The members of the Sons of Union Veterans of the Civil War, and guests, attended a Dedication Ceremony on June 21st at Rest Haven Cemetery in Franklin, Tennessee. The ceremony was conducted by SUVCW Fort Donelson Camp # 62, honoring Union Civil War officers: Brig. Gen. James P. Brownlow (1st TN Cav.,) and Lt. Col. George Grummond (14th MI Infantry). G.A.R. flag holders and American flags were placed on their graves.
Sam Gant is pictured (center) reading.
Col. (Brev. Brig. Gen.) James P. Brownlow, 1st Tenn. Cav., U.S.
Col. Brownlow commanded the 1st Tenn. Cav., U.S., in a Sept. 1864 skirmish against a division of Wheeler’s cavalry commanded by Brig. Gen. John H. Kelly. In this cavalry clash, about 5 miles south of Franklin, Tennessee, Gen. Kelly was mortally wounded and Col. Brownlow was “shot through the body,” but he recovered. Brownlow received his brevet Brigadier General commission in April 1865 and served as Adjutant General, State of Tennessee, under his father, Gov. “Parson” W.G. Brownlow.
Following the War, Gen. Brownlow lived in Franklin, Tennessee, where he was held in high regard by the community. At his death, a proclamation stated, in part, “He came to us during the war a stranger and an enemy, holding the rank of Colonel in the Federal army. Even while occupying this relation he won the admiration of our soldiers for his valor, and the kindness and justice to non-combatants. He was thoroughly imbued with the courage and chivalry of the Tennessean. He lived long enough with us after the war to change our esteem and respect into affection.”

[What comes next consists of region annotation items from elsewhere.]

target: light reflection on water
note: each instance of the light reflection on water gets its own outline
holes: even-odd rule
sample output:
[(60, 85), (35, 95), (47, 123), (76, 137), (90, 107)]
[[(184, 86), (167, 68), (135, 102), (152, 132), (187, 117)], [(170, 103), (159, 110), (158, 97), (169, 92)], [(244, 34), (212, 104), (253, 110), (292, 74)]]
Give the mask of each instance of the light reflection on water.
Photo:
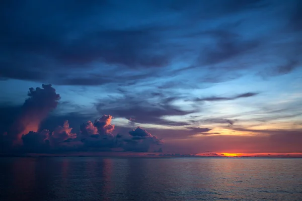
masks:
[(0, 158), (1, 200), (302, 200), (302, 159)]

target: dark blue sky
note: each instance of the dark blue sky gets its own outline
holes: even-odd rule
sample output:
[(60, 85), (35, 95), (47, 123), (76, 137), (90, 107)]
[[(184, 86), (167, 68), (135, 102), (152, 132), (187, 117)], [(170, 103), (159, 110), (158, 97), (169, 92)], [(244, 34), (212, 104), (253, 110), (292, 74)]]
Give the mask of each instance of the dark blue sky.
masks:
[(50, 83), (61, 96), (50, 129), (111, 115), (116, 131), (141, 126), (168, 148), (300, 133), (301, 10), (298, 0), (3, 1), (2, 116)]

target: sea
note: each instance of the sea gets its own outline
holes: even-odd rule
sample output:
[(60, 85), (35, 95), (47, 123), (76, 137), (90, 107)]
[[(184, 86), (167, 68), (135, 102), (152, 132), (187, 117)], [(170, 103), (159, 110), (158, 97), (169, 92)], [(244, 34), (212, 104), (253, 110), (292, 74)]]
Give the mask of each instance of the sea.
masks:
[(302, 200), (302, 159), (0, 158), (0, 200)]

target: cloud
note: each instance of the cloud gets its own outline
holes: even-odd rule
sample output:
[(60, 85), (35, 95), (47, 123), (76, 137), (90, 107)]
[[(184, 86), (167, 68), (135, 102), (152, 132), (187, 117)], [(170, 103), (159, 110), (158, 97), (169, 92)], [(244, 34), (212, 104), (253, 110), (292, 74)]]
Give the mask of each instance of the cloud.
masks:
[(68, 121), (66, 120), (63, 126), (58, 126), (49, 135), (48, 138), (51, 146), (56, 146), (57, 144), (70, 141), (77, 137), (77, 134), (72, 133), (72, 128), (69, 128)]
[(102, 99), (96, 105), (101, 114), (110, 113), (115, 117), (131, 118), (131, 121), (141, 124), (160, 124), (170, 126), (184, 126), (189, 124), (164, 119), (165, 116), (182, 116), (193, 113), (193, 110), (185, 111), (172, 104), (177, 96), (161, 97), (152, 103), (153, 97), (145, 94), (124, 94), (122, 97), (112, 97)]
[(160, 145), (163, 142), (162, 140), (139, 127), (129, 131), (129, 134), (132, 137), (124, 140), (126, 143), (123, 148), (126, 151), (146, 152), (153, 146)]
[(89, 121), (80, 127), (83, 135), (107, 135), (110, 134), (114, 130), (114, 125), (111, 124), (112, 116), (103, 115), (99, 120), (96, 120), (94, 124)]
[(30, 131), (26, 134), (23, 134), (23, 148), (26, 152), (40, 153), (48, 150), (49, 142), (46, 139), (49, 131), (44, 130), (41, 132)]
[(234, 125), (235, 122), (238, 121), (238, 120), (230, 120), (227, 119), (220, 119), (220, 118), (213, 118), (213, 119), (207, 119), (206, 120), (202, 120), (203, 122), (205, 123), (210, 123), (214, 124), (228, 124), (230, 125)]
[(211, 97), (205, 97), (203, 98), (196, 98), (194, 99), (195, 101), (201, 102), (201, 101), (222, 101), (222, 100), (232, 100), (236, 99), (241, 98), (243, 97), (252, 97), (258, 95), (258, 93), (255, 92), (248, 92), (245, 93), (241, 93), (238, 95), (236, 95), (233, 97), (223, 97), (223, 96), (211, 96)]
[[(275, 30), (298, 35), (300, 3), (185, 2), (127, 3), (139, 6), (141, 12), (134, 7), (106, 1), (85, 5), (69, 1), (3, 4), (1, 78), (76, 85), (124, 84), (130, 80), (137, 83), (150, 80), (155, 74), (156, 78), (167, 78), (171, 75), (171, 66), (181, 61), (196, 66), (190, 68), (191, 80), (187, 82), (189, 87), (196, 87), (199, 72), (205, 74), (203, 80), (220, 82), (238, 77), (239, 71), (256, 65), (254, 62), (244, 65), (238, 62), (241, 58), (245, 63), (247, 58), (256, 62), (254, 59), (272, 55), (299, 59), (292, 39)], [(66, 11), (69, 4), (72, 8)], [(121, 17), (121, 13), (131, 14)], [(282, 20), (272, 28), (277, 15)], [(256, 27), (259, 20), (268, 28)], [(171, 23), (175, 21), (177, 25)], [(255, 27), (255, 31), (251, 34), (246, 27)], [(285, 38), (282, 47), (272, 45)], [(260, 51), (265, 49), (267, 54)], [(277, 53), (271, 51), (276, 49)], [(63, 67), (66, 70), (61, 70)], [(160, 73), (155, 73), (160, 68)], [(134, 73), (138, 76), (125, 78)], [(184, 74), (176, 75), (187, 79)]]
[(60, 95), (51, 84), (42, 84), (42, 88), (30, 88), (29, 96), (22, 106), (21, 113), (11, 127), (11, 136), (20, 142), (23, 134), (36, 132), (41, 122), (57, 107)]

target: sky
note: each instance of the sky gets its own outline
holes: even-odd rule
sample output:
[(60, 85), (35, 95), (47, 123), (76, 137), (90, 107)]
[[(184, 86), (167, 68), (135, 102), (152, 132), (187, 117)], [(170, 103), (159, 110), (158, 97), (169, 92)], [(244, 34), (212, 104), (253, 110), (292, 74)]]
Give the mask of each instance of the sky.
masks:
[(301, 153), (301, 10), (3, 1), (1, 151)]

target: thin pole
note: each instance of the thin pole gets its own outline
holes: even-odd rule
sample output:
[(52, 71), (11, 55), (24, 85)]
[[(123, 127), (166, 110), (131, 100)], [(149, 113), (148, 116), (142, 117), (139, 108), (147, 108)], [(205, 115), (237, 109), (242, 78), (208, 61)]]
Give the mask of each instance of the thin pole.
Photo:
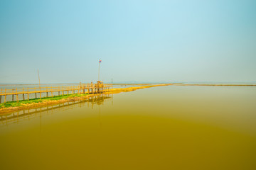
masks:
[(99, 60), (99, 75), (98, 75), (98, 81), (100, 81), (100, 60)]
[(40, 85), (39, 69), (38, 69), (38, 80), (39, 80), (40, 99), (41, 99), (41, 85)]

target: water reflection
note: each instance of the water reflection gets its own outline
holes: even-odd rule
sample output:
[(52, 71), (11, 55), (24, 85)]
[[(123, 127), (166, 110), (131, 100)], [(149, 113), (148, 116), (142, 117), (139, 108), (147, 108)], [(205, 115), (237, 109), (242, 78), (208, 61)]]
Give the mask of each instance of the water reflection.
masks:
[(48, 105), (46, 106), (38, 108), (24, 109), (14, 113), (8, 113), (3, 114), (0, 117), (0, 127), (8, 126), (10, 124), (18, 123), (20, 121), (31, 120), (49, 114), (54, 114), (60, 110), (65, 111), (73, 109), (74, 108), (91, 107), (93, 108), (96, 106), (99, 106), (99, 115), (100, 106), (103, 105), (106, 101), (111, 100), (112, 105), (113, 105), (113, 95), (112, 94), (100, 94), (92, 96), (87, 100), (69, 101), (58, 105)]

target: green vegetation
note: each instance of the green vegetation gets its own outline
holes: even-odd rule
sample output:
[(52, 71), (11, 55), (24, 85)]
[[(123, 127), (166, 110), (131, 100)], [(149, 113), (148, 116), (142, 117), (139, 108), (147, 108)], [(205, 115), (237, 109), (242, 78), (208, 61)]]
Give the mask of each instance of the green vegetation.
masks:
[(0, 103), (0, 108), (9, 108), (9, 107), (17, 107), (21, 106), (22, 104), (31, 104), (31, 103), (42, 103), (44, 101), (58, 101), (63, 98), (74, 98), (74, 97), (80, 97), (80, 96), (85, 96), (87, 95), (87, 94), (65, 94), (63, 96), (55, 96), (53, 97), (45, 97), (40, 98), (33, 98), (24, 101), (19, 101), (18, 102), (16, 101), (8, 101), (6, 103)]

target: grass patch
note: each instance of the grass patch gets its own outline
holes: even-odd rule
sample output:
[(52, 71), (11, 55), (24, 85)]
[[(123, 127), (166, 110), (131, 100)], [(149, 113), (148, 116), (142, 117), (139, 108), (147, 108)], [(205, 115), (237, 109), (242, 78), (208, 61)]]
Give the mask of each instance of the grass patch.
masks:
[(42, 103), (47, 101), (58, 101), (63, 98), (74, 98), (74, 97), (80, 97), (80, 96), (85, 96), (86, 95), (88, 95), (87, 94), (65, 94), (63, 96), (55, 96), (53, 97), (44, 97), (40, 98), (32, 98), (24, 101), (19, 101), (18, 103), (16, 101), (7, 101), (6, 103), (0, 103), (0, 108), (9, 108), (9, 107), (17, 107), (21, 106), (22, 104), (31, 104), (31, 103)]

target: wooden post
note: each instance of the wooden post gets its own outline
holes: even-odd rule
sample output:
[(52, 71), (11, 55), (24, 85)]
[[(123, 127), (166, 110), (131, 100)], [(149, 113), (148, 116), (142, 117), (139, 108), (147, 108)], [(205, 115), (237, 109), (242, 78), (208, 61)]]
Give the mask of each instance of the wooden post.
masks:
[(18, 102), (18, 90), (16, 88), (16, 102)]
[(22, 88), (22, 98), (24, 101), (25, 100), (25, 94), (24, 94), (24, 88)]
[(51, 86), (51, 93), (52, 93), (52, 97), (53, 97), (53, 86)]
[(4, 103), (6, 101), (6, 88), (4, 88)]
[(28, 96), (28, 101), (29, 101), (29, 96)]
[(12, 89), (12, 94), (13, 94), (13, 98), (12, 98), (12, 101), (14, 101), (14, 89)]
[(41, 98), (41, 84), (40, 84), (40, 76), (39, 76), (39, 69), (38, 69), (38, 80), (39, 80), (39, 93), (40, 93), (40, 99)]

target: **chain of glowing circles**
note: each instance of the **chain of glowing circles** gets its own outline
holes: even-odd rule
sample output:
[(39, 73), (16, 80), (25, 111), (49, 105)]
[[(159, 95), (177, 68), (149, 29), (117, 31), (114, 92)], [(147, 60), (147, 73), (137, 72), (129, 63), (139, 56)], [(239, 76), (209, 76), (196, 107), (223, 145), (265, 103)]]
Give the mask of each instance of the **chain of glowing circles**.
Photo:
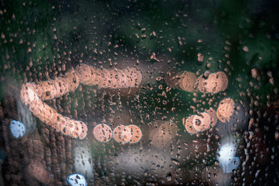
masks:
[(116, 142), (125, 144), (136, 144), (142, 139), (142, 132), (135, 125), (119, 125), (114, 130), (105, 123), (98, 124), (93, 130), (95, 138), (100, 142), (108, 142), (113, 138)]
[(137, 87), (141, 81), (142, 73), (135, 68), (105, 69), (81, 63), (73, 72), (67, 72), (55, 79), (24, 84), (20, 99), (35, 116), (56, 132), (83, 139), (87, 134), (87, 125), (84, 122), (63, 116), (43, 100), (55, 99), (74, 91), (80, 83), (96, 85), (98, 88), (121, 88)]

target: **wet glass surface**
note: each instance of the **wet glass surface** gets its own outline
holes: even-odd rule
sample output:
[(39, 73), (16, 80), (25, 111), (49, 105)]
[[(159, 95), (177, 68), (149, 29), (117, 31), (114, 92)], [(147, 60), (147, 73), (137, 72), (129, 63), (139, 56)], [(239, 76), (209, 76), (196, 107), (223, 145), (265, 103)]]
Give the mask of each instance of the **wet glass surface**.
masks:
[(278, 185), (278, 5), (0, 1), (0, 185)]

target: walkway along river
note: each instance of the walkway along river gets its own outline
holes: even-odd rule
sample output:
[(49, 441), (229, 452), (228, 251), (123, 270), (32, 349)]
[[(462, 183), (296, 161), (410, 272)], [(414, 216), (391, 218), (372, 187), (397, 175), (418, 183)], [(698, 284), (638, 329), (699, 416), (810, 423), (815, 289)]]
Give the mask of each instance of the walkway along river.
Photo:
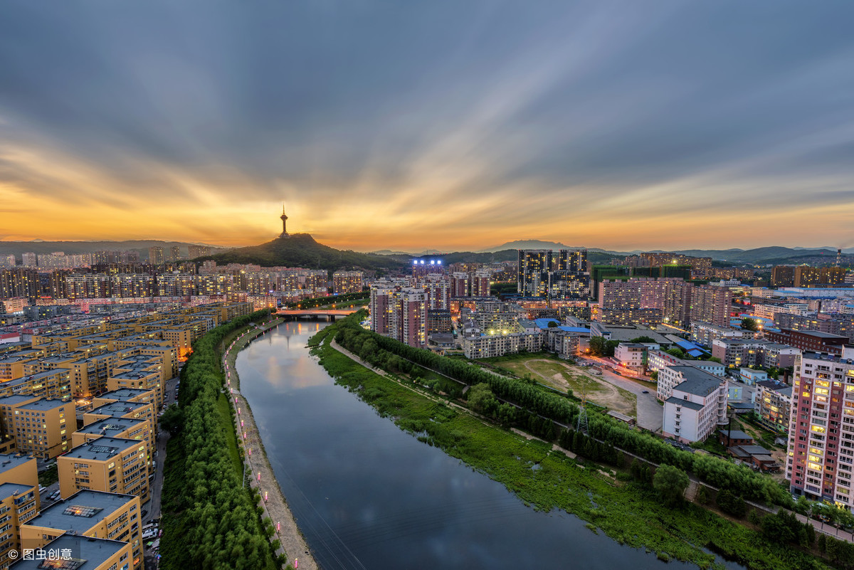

Prominent members of the Franklin community, all Confederate veterans, served as pallbearers escorting Gen. Brownlow’s body from the depot. He is buried in Rest Haven Cemetery, Franklin, Tennessee.
Lieut. Col. George W. Grummond, 14th Regiment, Michigan Infantry. 2nd Lieut., 18th Regiment, U.S. Infantry
Lieut. Col. Grummond served as Provost Marshal during the Union occupation of Franklin, Tennessee. Later he commanded the 14th MI in the Campaign of the Carolinas. Following his discharge from the 14th MI, he was commissioned a 2nd Lieutenant in the 18th Reg., U.S. Infantry. He was assigned to Fort Phil Kearny, WY. On Dec. 21, 1866, under the command of Capt. Fetterman, Grummond led a cavalry attack against the warriors of Red Cloud. The entire detachment was killed in what became known as the “Fetterman Massacre.” Grummond’s widow, Frances Courtney Grummond had her husband’s frozen body shipped back to her hometown, Franklin, to be buried in Rest Haven Cemetery.